Northern Ireland

Funding not adequate for investment in skills needed to grow economy – Murphy

Economy Minister Conor Murphy said his department saw cuts of £74 million over the last two years.

Northern Ireland Economy Minister Conor Murphy
Northern Ireland Economy Minister Conor Murphy (Liam McBurney/PA)

Northern Ireland’s Economy Minister has said his department is not funded enough to deliver its aim to grow the economy.

Conor Murphy said damaging cuts to his department must be undone to allow investment in skills.

He was speaking at the Assembly’s Economy Committee, the latest of the department scrutiny committees meeting following the resurrection of devolved government after two years, to hear need being voiced for additional funding.
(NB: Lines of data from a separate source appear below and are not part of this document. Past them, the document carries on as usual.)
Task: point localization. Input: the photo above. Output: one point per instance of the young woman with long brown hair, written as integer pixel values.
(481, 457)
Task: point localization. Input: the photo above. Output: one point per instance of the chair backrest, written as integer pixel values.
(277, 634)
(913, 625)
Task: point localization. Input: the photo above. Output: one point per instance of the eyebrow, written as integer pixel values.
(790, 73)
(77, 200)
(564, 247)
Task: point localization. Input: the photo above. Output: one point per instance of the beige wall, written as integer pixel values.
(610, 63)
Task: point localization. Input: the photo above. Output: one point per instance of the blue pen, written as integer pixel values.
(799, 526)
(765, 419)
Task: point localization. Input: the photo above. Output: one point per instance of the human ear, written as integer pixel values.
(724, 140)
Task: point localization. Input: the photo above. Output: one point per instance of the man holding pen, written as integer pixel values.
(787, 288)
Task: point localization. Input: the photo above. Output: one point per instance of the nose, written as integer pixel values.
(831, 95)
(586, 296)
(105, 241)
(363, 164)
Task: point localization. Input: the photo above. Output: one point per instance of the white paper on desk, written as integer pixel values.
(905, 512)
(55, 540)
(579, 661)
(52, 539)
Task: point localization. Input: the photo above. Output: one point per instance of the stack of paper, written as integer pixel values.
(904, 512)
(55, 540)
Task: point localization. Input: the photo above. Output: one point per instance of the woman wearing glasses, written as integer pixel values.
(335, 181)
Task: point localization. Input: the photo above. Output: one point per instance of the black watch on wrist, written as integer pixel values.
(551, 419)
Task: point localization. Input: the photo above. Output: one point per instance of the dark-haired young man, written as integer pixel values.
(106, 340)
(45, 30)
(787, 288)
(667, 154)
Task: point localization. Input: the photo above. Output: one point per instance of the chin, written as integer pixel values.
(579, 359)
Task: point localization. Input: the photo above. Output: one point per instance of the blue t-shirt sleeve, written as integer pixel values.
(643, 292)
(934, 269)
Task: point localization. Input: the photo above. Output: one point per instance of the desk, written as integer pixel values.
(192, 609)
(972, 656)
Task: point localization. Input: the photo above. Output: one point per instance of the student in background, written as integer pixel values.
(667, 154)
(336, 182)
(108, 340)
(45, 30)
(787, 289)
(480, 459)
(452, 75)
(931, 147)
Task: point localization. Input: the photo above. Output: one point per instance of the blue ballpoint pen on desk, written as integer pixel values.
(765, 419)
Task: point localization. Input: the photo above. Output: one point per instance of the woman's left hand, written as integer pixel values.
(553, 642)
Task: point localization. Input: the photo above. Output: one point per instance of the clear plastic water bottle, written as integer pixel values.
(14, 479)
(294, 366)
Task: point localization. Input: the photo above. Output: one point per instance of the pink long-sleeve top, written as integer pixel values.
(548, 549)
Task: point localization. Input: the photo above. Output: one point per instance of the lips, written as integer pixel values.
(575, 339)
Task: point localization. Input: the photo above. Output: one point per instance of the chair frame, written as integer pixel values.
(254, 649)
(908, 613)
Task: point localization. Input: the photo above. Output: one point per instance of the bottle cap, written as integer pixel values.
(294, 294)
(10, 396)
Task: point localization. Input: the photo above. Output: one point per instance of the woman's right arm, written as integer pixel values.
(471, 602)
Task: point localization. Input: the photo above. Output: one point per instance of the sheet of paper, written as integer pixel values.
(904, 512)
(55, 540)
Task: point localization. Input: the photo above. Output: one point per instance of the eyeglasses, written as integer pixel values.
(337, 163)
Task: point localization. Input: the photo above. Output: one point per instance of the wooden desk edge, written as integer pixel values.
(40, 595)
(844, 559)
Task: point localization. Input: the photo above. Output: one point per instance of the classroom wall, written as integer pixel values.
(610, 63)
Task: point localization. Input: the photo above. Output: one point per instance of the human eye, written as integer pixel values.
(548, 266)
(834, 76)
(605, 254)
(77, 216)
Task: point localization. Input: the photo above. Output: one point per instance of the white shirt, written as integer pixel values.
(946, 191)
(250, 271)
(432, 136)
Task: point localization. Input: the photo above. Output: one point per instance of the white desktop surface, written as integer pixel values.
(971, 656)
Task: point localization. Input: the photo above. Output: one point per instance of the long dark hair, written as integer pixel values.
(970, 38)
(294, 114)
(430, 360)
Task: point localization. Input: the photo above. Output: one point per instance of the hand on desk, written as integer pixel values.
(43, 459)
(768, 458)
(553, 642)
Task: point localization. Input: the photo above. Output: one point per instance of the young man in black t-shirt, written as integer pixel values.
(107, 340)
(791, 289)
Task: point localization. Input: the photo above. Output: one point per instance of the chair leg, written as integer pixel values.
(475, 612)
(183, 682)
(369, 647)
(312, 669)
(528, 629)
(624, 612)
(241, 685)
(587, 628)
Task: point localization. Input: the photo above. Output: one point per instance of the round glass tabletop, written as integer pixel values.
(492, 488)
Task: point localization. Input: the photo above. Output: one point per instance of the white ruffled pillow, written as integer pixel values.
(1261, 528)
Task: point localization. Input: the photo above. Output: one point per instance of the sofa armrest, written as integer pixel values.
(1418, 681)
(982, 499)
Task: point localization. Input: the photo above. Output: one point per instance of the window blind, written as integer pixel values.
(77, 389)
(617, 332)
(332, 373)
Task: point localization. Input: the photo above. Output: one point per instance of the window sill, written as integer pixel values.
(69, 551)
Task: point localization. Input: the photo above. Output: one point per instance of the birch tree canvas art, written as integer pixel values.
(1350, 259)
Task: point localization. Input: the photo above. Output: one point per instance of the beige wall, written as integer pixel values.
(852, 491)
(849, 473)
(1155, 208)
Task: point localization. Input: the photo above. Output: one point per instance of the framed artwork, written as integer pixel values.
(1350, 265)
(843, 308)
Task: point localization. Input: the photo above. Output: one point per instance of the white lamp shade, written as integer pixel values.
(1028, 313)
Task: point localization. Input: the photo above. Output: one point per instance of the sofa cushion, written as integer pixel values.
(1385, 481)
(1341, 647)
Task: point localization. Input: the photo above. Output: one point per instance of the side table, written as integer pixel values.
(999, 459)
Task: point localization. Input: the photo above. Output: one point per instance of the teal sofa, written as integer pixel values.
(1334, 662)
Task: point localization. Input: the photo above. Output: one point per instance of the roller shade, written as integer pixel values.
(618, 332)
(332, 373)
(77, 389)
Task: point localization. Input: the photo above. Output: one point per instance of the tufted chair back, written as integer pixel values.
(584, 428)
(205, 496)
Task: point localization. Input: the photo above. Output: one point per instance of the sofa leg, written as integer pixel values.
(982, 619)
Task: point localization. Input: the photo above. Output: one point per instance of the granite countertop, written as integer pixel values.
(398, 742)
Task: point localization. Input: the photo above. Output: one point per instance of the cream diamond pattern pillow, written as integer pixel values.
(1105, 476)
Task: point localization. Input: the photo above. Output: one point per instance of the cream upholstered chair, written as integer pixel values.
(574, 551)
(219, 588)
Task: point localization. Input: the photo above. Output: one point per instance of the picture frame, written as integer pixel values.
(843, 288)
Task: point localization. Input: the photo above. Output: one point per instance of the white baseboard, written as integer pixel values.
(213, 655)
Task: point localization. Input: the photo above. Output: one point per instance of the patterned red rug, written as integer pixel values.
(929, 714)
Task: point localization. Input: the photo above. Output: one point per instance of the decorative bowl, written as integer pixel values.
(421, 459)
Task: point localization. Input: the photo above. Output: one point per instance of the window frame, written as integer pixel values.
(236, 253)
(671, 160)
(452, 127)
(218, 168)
Mr Murphy said his department saw cuts of £74 million (9%) over the last two years when Secretary of State Chris Heaton-Harris was left to set the budget in the absence of the executive.

Northern Ireland Secretary Chris Heaton-Harris
Northern Ireland Secretary Chris Heaton-Harris (James Manning/PA)

He said the current baseline of the department is “not adequate to enable investment in skills which we need to grow the economy”.

Mr Murphy also referenced discussions between the First Minister, deputy First Minister and Finance Minister with London over Northern Ireland’s fiscal framework.

“I sincerely hope that that brings us some fruitful product, certainly that we can start to plan for next year as soon as we possibly can,” he said.

“If we get the fiscal floor issue right, all of the departments will have more baseline money.”

Mr Murphy said there are significant opportunities such as dual market access to both the UK and EU markets from Northern Ireland following Brexit.

He also described the all-Ireland economy as a “resource of immense potential that we have yet to fully realise”.

Mr Murphy said he is bidding for additional funding for his department to “enable us to begin to maximise opportunities to grow the economy and make it accessible”.

These bids include an additional £78 million in resource funding and £360 million in capital funding.

“I am obviously aware of pressures facing public finances for all of the departments and it hasn’t been helped by the failure to replace lost EU funding, which has left an £18 million gap in the department’s apprenticeship programme and their package of funding which is insufficient to meet our ongoing needs,” he told MLAs.